While travel insurance isn’t mandatory with most cruise operators, if you choose not to purchase it before you set sail, you run the risk of financial disaster if something unexpected happens. Here are a few scenarios to consider:
Medical Emergency: Say you have a heart attack while you’re on a cruise and the ship’s doctor decides your condition requires treatment at a hospital. You might be evacuated from the ship immediately (at your expense) or you may be dropped off at the next scheduled port of call where you’ll need to pay for any treatment out of pocket if you don’t have travel insurance. If that medical facility isn’t equipped to manage your case, you may then be rerouted to a hospital back home.
While publicly-available emergency transportation fees are hard to come by due to the many variables that make up the final bill, Allianz estimates that cost of a stretcher flight with a medical escort averages between $25,000 to $30,000 USD, while an air ambulance can cost up to $50,000 USD.
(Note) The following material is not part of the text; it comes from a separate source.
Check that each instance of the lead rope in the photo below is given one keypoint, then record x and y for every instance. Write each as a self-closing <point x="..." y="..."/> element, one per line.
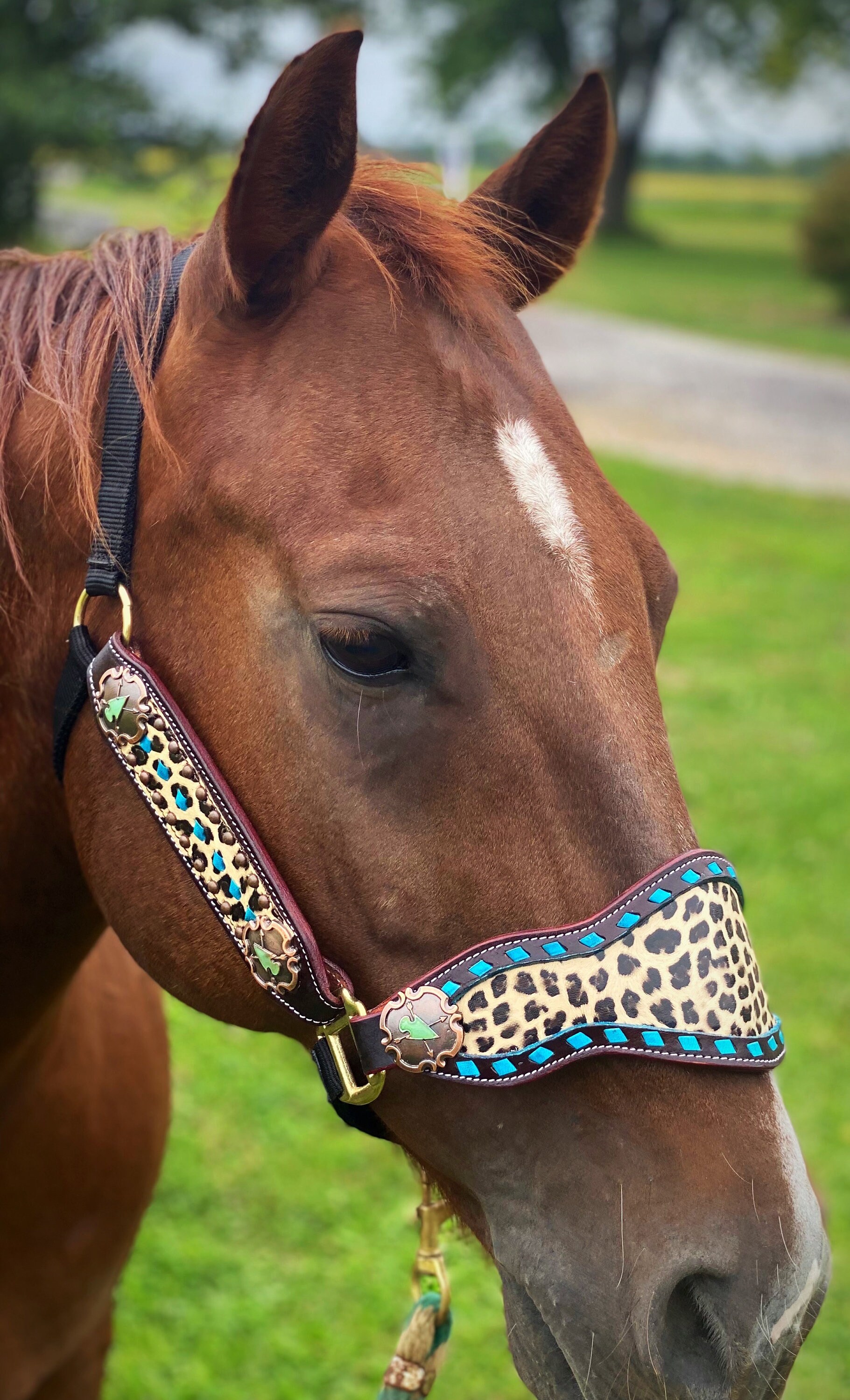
<point x="421" y="1350"/>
Trip Cancellation: Say you need to cancel your trip for some reason, such as a family emergency, you get called for jury duty or your spouse loses their job. Most cruise operators have a strict no-refund policy within a set period of time, such as 30 or 60 days before your cruise departs. Without trip cancellation coverage, you’ll be out all those prepaid non-refundable expenses.
Travel Delay: Imagine you’re all excited to beat Canadian winter with a Carribbean cruise leaving from Miami. Trouble is, your flight out of Toronto gets cancelled due to a two-day snowstorm, and the cruise ship leaves without you. Unless you have travel insurance with coverage for a missed connection, you’ll be paying out of pocket for a catch-up fare to the next port of call.
Trip Interruption: You’re halfway through your 14-day cruise when you hear your father had a bad fall and broke his hip. You need to get home quickly. Travel insurance that has trip interruption coverage will pay (up to the covered limits) for an early flight home. Otherwise, you’re no longer just worrying about your dad, but how to shell out for an unexpected flight.